You only pumped a 47?

(Mom tugs at Herbert's ear.)

You shame me! You shame this whole family! A 47? Your grandmother could pump a 47 and she's dead!

(Mom tugs harder at Herbert's ear.)

This is the sort of encounter I envisage between parents and the teens who attend high schools in Dubuque, Iowa.

The Dubuque Community School District, you see, has decided that starting this year middle- and high-school students must wear heart monitors in gym class to see if they're really making an effort to lose their quarterpounders, macs and cheeses.

As ABC's "Good Morning America" explained it, the results will be transferred to an iPad and projected onto a big screen in the gym.

I can imagine that feelings will be torn about this exercise.

You see, their measured gym performance is to become part of the students' report card.

Dubuque Schools Athletic and Wellness Director Amy Hawkins told WLEC Radio: "It will be a large portion of their grade, because we want to grade them on what they're actually doing in our class. It really takes the opinion out of things. You know it's not really 'I think your kid is doing this and this in class.'"

CNET contacted the school district to find out whether kids would be required to wear the monitors. Mike Cyze, director of school and community relations for the district, said: "For students, use of the monitors will be a component of the course assessment and, like all other assessment tools, will be a necessary part of the course for each student."

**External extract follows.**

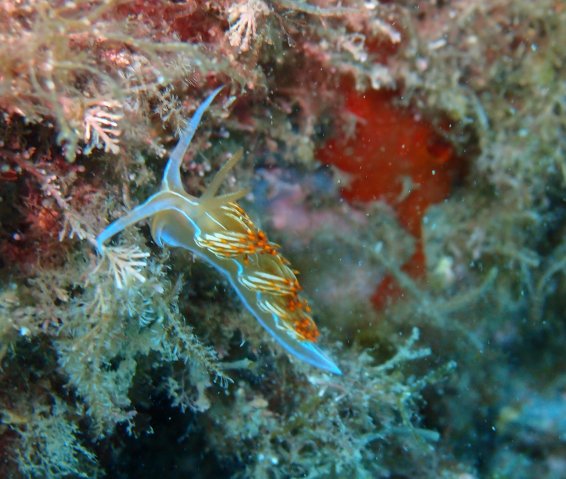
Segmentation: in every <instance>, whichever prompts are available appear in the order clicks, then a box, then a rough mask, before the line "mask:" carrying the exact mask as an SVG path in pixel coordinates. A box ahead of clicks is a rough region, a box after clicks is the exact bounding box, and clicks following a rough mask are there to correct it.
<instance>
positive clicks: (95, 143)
mask: <svg viewBox="0 0 566 479" xmlns="http://www.w3.org/2000/svg"><path fill="white" fill-rule="evenodd" d="M120 109H121V105H120V103H119V102H117V101H114V100H110V101H100V102H97V103H95V104H94V105H92V106H90V107H89V108H87V110H86V111H85V115H84V120H83V121H84V141H85V143H86V144H87V145H86V147H85V149H84V153H85V155H88V154H90V152H91V151H92V150H93V149H94V148H98V149H104V151H105V152H106V153H113V154H117V153H118V152H119V151H120V135H121V134H122V131H121V130H120V128H119V127H118V122H119V121H120V120H121V119H122V118H123V116H124V115H123V113H122V112H121V111H120Z"/></svg>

Some modernists will laud this as a move toward gamification. Kids love anything that is less real and more a game.

However, the idea of projecting the results onto a large screen surely offers the more fit and the ones more amused by bullying to prey on those who, for whatever reason, might not be as healthy.

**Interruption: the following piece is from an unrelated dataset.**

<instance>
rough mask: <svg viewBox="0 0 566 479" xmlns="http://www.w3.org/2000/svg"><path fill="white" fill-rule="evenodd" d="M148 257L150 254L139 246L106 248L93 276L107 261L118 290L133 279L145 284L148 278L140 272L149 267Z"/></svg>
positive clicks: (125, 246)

Ultimately, some might regard this as health information, something not to be so publicly bared. Moreover, if this is deemed a success, how much more health information will be obtained and publicized?

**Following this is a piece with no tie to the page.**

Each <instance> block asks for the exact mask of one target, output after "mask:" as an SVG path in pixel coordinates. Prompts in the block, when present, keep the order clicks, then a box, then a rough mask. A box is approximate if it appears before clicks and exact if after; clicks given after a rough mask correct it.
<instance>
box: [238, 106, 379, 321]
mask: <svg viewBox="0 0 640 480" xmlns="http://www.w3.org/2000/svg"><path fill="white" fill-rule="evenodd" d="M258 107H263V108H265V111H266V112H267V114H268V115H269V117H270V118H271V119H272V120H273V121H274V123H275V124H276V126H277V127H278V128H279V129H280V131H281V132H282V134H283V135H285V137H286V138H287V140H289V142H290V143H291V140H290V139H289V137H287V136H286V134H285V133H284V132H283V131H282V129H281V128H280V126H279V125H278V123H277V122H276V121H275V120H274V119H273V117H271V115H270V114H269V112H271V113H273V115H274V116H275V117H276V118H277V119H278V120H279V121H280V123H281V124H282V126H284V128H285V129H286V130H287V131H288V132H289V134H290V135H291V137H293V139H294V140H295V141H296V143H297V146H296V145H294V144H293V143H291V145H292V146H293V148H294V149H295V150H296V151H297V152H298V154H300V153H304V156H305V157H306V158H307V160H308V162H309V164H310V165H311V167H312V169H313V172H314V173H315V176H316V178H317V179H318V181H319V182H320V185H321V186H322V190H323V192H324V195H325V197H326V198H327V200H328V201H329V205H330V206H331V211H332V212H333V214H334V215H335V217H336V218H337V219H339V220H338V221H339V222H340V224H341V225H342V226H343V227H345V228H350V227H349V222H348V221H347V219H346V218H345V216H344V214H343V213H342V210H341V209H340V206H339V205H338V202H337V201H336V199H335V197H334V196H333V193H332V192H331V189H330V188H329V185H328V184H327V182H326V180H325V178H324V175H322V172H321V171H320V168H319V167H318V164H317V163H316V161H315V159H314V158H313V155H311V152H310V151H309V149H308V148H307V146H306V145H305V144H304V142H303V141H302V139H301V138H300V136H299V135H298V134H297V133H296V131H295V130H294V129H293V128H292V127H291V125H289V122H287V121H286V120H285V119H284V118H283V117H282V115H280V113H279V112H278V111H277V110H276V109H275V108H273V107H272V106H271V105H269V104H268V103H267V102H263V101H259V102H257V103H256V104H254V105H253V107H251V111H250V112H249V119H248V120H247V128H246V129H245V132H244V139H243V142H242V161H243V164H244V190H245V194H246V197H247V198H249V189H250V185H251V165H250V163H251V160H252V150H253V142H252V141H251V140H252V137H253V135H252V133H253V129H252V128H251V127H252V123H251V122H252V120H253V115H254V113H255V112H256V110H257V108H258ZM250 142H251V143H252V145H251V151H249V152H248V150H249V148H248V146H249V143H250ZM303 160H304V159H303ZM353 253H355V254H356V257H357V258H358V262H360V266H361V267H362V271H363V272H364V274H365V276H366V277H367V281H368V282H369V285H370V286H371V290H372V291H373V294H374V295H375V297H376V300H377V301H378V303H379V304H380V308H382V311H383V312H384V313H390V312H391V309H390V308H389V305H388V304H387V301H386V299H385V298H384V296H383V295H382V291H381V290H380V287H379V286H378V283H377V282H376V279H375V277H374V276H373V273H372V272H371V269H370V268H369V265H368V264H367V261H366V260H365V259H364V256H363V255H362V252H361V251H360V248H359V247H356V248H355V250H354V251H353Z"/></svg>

Might someone have the idea of hooking up the kids to a brain monitor, just to see where their heads are at?

Perhaps, though, when it comes to our overall health, we are just a number.

I can't help thinking, however, about all the sports teams who regularly examine players by putting them through every possible data analysis.

One day, a player they rejected because of poor data, becomes a star. "How did that happen?" they wonder.